Le festival très ouvert sur la jeune création dans les concerts au chapiteau du Pradet, a par ailleurs accordé une large place à l’Histoire de la Chanson, proposant ainsi de savoureux moments de découvertes, redécouvertes…
Sans doute est-ce au « jardin des papotages, un peu en retrait des grouillantes allées », dit le programme, que l’on pouvait regarder avec le plus de distance ce fabuleux parcours de la chanson dans les années écoulées, à cheval entre deux siècles. C’est à Jacques Vassal que l’on en doit la conception et la rédaction, à l’ombre tutélaire des archives de la revue Chorus et de ses deux combattants, Fred et Mauricette Hidalgo. En dix sept panneaux très illustrés, comme autant d’étapes décisives, on cheminait à la rencontre de cette Chanson, de ses figures, de ses stars et de ses styles, toiles de fond de nos vies et de celles de nos parents et grands-parents.

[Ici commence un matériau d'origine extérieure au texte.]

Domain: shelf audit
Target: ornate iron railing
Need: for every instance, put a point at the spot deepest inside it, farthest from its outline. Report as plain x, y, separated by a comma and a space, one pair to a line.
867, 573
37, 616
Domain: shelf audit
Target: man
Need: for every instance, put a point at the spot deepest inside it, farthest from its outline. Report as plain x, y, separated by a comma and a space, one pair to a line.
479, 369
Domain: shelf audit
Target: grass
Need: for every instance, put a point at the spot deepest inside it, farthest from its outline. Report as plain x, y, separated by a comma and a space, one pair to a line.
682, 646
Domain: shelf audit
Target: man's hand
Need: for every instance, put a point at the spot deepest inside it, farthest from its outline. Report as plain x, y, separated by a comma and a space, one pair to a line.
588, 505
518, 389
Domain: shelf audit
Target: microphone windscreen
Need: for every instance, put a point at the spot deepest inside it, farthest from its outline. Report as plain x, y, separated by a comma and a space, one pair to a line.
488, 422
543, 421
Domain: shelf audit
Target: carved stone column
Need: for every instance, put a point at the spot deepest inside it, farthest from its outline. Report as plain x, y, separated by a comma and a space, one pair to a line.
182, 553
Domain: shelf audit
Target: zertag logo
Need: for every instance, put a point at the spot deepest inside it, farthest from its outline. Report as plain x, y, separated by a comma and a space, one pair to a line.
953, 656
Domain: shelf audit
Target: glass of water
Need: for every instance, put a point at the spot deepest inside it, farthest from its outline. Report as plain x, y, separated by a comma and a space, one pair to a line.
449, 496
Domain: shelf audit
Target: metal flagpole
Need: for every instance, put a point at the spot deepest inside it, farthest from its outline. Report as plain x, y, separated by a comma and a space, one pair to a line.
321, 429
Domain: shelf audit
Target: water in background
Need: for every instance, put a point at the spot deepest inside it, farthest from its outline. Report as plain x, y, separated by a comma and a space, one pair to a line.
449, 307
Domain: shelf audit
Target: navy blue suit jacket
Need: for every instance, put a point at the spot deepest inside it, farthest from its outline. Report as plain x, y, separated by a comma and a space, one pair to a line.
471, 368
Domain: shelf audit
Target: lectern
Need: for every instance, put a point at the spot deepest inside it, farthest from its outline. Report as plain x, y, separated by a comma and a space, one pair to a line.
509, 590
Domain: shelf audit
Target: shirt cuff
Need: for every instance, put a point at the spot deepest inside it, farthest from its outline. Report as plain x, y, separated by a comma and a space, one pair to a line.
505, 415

C’est ensuite que l’on pouvait s’arrêter à quelques figures incontournables. On citera d’abord Brassens qui demeure l’incontestable maître à écrire des chansons en français si l’on en juge par la place qu’il occupe encore dans le parcours des plus jeunes auteurs. Alors, on peut considérer que Barjac m’en Chante 2018 a offert cette année, dans la cour du château, une occasion divine – oui, osons l’adjectif ! – de se délecter de son écriture avec l’interprétation tout en grâce et sensualité de Pauline Dupuy. Et puisqu’il est question des concerts en soirée, de la majestueuse cour du château, on citera Marie-Paule Belle. Très alerte et bien de notre temps, elle représente pourtant déjà une part de l’histoire, tant ses succès ont marqué une époque, celle des années 70 avec leur gaîté, leur dynamisme et leurs combats d’après 68.

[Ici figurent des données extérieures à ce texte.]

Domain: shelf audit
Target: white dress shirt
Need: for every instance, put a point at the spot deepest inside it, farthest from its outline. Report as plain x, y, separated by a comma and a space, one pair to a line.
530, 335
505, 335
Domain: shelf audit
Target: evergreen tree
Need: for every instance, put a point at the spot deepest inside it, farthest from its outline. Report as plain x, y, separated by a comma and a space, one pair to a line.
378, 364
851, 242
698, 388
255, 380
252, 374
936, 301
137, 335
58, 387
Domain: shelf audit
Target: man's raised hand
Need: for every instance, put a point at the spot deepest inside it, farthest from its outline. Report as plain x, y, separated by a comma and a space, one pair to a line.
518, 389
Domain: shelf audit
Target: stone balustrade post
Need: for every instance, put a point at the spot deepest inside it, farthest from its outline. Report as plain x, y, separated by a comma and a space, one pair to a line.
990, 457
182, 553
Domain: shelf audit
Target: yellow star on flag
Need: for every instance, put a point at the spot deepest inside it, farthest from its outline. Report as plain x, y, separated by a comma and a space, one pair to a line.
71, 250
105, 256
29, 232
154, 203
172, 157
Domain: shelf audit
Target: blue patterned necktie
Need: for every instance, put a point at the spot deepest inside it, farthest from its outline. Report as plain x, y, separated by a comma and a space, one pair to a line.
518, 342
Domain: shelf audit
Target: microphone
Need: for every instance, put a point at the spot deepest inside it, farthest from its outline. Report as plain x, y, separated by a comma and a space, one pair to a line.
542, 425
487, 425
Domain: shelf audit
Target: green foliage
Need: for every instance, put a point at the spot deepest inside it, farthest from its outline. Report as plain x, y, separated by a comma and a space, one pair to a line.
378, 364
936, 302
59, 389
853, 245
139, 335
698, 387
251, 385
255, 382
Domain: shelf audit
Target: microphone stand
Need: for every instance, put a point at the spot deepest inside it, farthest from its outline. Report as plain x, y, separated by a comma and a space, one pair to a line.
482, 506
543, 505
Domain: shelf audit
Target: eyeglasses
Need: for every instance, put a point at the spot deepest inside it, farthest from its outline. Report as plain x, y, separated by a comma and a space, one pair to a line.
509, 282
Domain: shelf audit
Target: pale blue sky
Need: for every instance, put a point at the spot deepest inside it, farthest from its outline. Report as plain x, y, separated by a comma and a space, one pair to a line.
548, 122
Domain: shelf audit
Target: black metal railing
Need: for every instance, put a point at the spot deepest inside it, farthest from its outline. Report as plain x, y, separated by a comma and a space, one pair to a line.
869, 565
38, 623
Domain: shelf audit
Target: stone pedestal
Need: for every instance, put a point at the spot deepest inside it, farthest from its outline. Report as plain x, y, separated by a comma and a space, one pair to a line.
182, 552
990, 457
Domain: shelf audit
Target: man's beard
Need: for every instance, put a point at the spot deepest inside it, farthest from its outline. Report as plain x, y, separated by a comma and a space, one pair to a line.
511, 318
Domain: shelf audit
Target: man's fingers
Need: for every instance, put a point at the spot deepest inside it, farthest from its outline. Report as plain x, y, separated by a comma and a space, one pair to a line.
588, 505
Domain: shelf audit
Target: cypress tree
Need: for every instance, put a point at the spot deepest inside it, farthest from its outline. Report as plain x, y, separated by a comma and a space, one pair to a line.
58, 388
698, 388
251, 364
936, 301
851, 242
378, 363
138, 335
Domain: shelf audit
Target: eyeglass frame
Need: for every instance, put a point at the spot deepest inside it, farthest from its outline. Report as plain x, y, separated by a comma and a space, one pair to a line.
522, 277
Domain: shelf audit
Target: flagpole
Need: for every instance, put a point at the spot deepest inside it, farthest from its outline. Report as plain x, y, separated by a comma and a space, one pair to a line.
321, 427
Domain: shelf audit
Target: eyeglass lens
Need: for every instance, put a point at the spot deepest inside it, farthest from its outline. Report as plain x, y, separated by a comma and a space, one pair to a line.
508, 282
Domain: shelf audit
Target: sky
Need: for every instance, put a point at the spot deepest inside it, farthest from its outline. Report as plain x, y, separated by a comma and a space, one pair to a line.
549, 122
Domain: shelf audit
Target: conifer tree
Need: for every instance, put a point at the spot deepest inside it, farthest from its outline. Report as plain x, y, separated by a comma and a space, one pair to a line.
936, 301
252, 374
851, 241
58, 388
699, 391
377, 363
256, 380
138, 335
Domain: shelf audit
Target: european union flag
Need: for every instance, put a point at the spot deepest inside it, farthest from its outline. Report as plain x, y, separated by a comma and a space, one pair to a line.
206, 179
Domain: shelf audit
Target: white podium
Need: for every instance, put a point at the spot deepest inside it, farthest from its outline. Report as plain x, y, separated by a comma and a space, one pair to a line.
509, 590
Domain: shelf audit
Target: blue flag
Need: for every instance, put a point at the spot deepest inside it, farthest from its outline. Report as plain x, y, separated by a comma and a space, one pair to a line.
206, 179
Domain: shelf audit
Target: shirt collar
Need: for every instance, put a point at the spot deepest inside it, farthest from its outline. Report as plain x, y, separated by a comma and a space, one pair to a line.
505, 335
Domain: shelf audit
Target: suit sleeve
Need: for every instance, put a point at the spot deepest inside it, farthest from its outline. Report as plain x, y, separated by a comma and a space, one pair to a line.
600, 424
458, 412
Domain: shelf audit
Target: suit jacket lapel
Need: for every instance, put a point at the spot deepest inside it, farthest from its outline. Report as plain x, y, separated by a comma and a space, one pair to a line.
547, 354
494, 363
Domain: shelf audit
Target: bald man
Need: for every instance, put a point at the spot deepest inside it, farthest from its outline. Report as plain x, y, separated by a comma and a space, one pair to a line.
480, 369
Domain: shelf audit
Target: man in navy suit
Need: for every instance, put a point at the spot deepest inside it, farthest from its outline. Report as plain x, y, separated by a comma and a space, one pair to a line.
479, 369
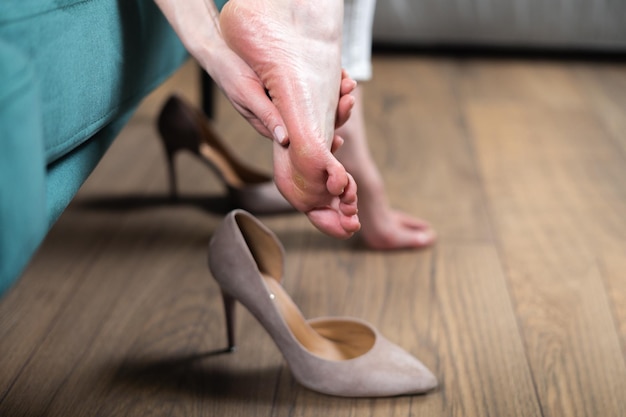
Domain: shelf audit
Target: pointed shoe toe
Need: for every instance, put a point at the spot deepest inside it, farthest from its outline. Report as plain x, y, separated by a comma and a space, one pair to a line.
337, 356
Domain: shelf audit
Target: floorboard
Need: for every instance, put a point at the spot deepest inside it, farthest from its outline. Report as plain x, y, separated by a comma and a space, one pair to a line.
519, 309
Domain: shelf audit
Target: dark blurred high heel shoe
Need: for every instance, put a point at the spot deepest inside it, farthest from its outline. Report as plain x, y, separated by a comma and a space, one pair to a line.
336, 356
183, 127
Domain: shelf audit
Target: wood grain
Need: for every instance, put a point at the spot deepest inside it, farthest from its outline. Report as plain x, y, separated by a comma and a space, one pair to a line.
518, 310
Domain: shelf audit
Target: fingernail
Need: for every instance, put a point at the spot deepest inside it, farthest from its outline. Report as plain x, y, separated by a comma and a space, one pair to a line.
280, 135
422, 237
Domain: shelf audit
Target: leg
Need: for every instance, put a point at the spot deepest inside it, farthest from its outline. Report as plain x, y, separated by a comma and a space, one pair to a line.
294, 48
382, 227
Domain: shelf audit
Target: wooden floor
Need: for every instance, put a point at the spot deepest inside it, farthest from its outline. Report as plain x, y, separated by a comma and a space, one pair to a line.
520, 309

C’est avec l’exposition sur Claude Nougaro que l’on pouvait poursuivre ce cheminement. Une vie, le « parcours de ce cœur battant » qui s’ouvre à l’Autre, une œuvre qui s’articule autour de la Poésie, son maître mot, autour des rencontres et qui ne cesse de rappeler la nécessaire tolérance, la main qu’il faut tendre… Et bien entendu, pour que soit totalement accompli ce coup de chapeau il fallait aller voir et écouter Christian Laborde. Le poète, bateleur, ami de l’artiste déboule en scène avec fougue, s’emparant de l’espace scénique comme d’un ring. Impossible de ne pas revoir Claude lui-même, dans les mouvements, dans l’accent rocailleux, dans le rythme imposé aux mots, dans cette Plume d’ange qui nous escortait dans ces années 70 justement. Un régal cette façon de nous faire revivre l’homme et l’artiste !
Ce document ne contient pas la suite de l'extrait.